U.S., Nevada Leaders in Talks on Disposing Tennessee Nuke Waste

U.S. federal and state officials sought to ease tensions over the fate of some sensitive nuclear waste, with talks between Energy Secretary Ernest Moniz and Nevada Governor Brian Sandoval (R) that were scheduled for Tuesday, Fox News reported.

Federal officials have said the state agreed in a series of memos to accept 403 containers, each holding around six pounds of uranium isotopes 233 and 235, for disposal. However, Sandoval maintains that Nevada never made such a commitment. The materials were to have been transported from Oak Ridge National Laboratory to Nevada earlier this year, but with the state rejecting the idea, the canisters never left the Tennessee lab, according to Fox.
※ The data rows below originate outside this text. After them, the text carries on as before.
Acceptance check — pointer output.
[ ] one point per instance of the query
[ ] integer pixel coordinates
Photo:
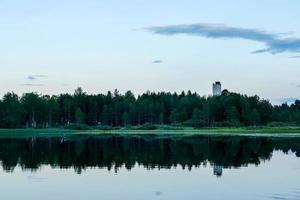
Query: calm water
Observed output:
(116, 167)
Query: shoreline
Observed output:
(244, 131)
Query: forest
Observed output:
(32, 110)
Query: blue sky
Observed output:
(51, 47)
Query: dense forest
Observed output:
(32, 110)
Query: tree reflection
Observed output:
(114, 152)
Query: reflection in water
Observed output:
(113, 152)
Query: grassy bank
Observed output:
(244, 131)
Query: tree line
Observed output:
(115, 152)
(32, 110)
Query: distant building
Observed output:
(217, 88)
(218, 171)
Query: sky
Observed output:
(54, 46)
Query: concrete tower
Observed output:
(217, 88)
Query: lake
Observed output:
(94, 167)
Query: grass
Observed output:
(242, 131)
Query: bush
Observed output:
(195, 123)
(226, 124)
(78, 127)
(169, 127)
(146, 126)
(280, 124)
(105, 128)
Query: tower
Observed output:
(217, 88)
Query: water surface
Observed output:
(149, 167)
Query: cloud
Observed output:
(29, 84)
(295, 57)
(274, 43)
(36, 77)
(157, 61)
(31, 78)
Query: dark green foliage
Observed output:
(78, 127)
(145, 111)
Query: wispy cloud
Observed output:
(31, 78)
(157, 61)
(274, 43)
(35, 77)
(36, 85)
(295, 57)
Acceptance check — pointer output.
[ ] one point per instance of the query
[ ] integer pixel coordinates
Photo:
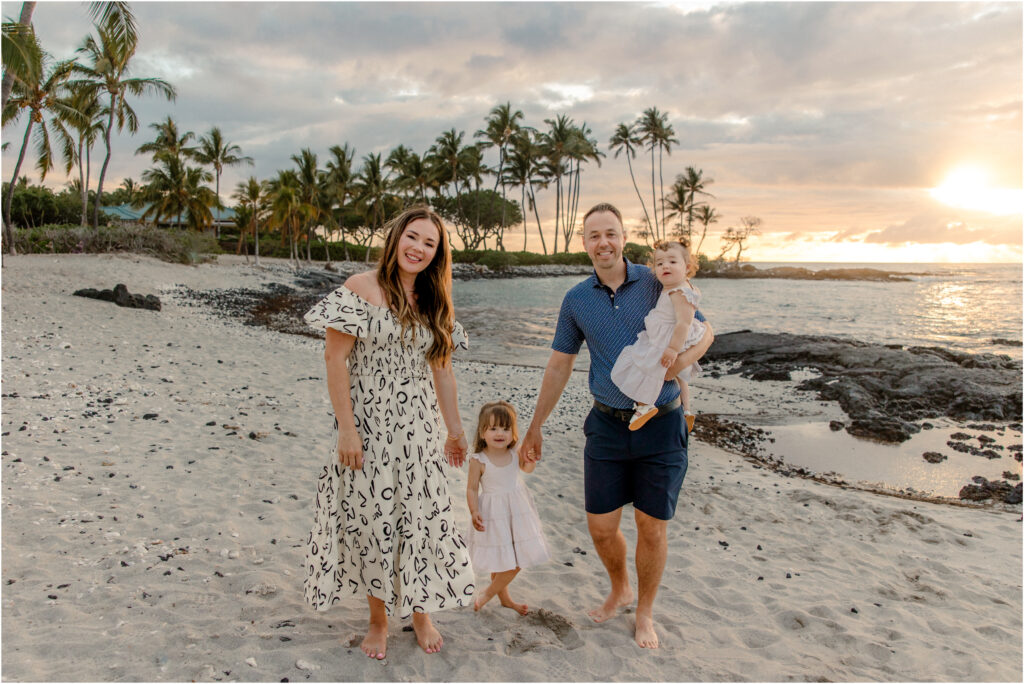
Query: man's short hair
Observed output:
(604, 206)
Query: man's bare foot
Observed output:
(426, 635)
(375, 643)
(520, 608)
(645, 635)
(611, 606)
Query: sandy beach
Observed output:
(158, 480)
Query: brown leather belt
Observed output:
(626, 414)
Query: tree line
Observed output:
(74, 105)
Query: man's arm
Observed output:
(692, 354)
(556, 376)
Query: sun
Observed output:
(967, 187)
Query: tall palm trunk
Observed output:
(8, 78)
(82, 186)
(522, 205)
(643, 205)
(107, 161)
(653, 195)
(256, 231)
(540, 230)
(7, 226)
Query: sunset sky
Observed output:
(855, 131)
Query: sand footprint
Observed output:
(542, 629)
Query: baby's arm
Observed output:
(526, 466)
(684, 316)
(472, 493)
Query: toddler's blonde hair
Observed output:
(499, 413)
(684, 245)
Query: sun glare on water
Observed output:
(967, 187)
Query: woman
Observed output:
(384, 524)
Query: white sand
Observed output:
(174, 548)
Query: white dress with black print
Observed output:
(386, 530)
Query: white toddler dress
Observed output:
(512, 537)
(638, 371)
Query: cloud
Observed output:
(940, 226)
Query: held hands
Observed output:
(350, 451)
(529, 450)
(478, 521)
(456, 449)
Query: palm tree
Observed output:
(252, 197)
(707, 216)
(18, 46)
(309, 190)
(170, 142)
(656, 134)
(694, 182)
(216, 152)
(110, 61)
(557, 142)
(679, 202)
(87, 129)
(448, 151)
(373, 188)
(42, 92)
(286, 209)
(626, 139)
(117, 16)
(339, 178)
(524, 171)
(584, 148)
(503, 123)
(172, 188)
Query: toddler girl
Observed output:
(669, 329)
(506, 535)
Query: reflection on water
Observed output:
(964, 307)
(815, 446)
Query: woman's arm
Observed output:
(336, 351)
(472, 493)
(448, 401)
(684, 316)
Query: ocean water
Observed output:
(966, 307)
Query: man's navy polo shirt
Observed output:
(608, 322)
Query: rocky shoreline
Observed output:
(800, 273)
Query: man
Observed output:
(646, 467)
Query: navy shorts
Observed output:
(645, 468)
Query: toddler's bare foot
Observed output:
(611, 605)
(426, 635)
(375, 643)
(520, 608)
(645, 635)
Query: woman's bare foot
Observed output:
(426, 635)
(611, 605)
(645, 635)
(375, 643)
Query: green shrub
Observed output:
(166, 244)
(498, 260)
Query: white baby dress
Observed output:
(638, 371)
(512, 536)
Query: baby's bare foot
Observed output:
(426, 635)
(645, 635)
(375, 643)
(520, 608)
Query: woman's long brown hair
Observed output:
(432, 288)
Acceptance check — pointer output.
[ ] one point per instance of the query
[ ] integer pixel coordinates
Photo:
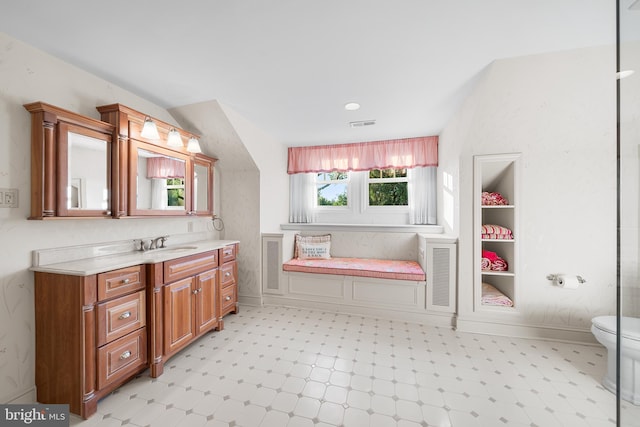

"The state of Nevada is not aware of any signed memos between the state and DOE regarding the approval of the material in question," the governor's communication director, Mac Bybee, told the television network.

Moniz on Tuesday told reporters that "we agreed to do a different emplacement, a deeper emplacement. And we did that at the request of the state and we're happy to do so," Las Vegas Review-Journal reported.

The original DOE plan for the uranium waste -- which is considered low-level risk for making a nuclear weapon but holds the potential for fashioning into a dirty bomb -- was to bury it in a shallow landfill at the Nevada National Security Site, located 65 miles outside of Las Vegas, according to the Review-Journal.

In addition, Moniz said "we have agreed and did the analysis to look at a 10,000-year time horizon vs. our standard rule of looking at a 1,000-year time horizon."

Meantime, the long embattled Yucca Mountain site is one step closer to receiving nuclear detritus, after an appeals court voted 2-1 that Obama administration efforts to abandon the location "violate the law" that designates Yucca Mountain as the national atomic waste repository.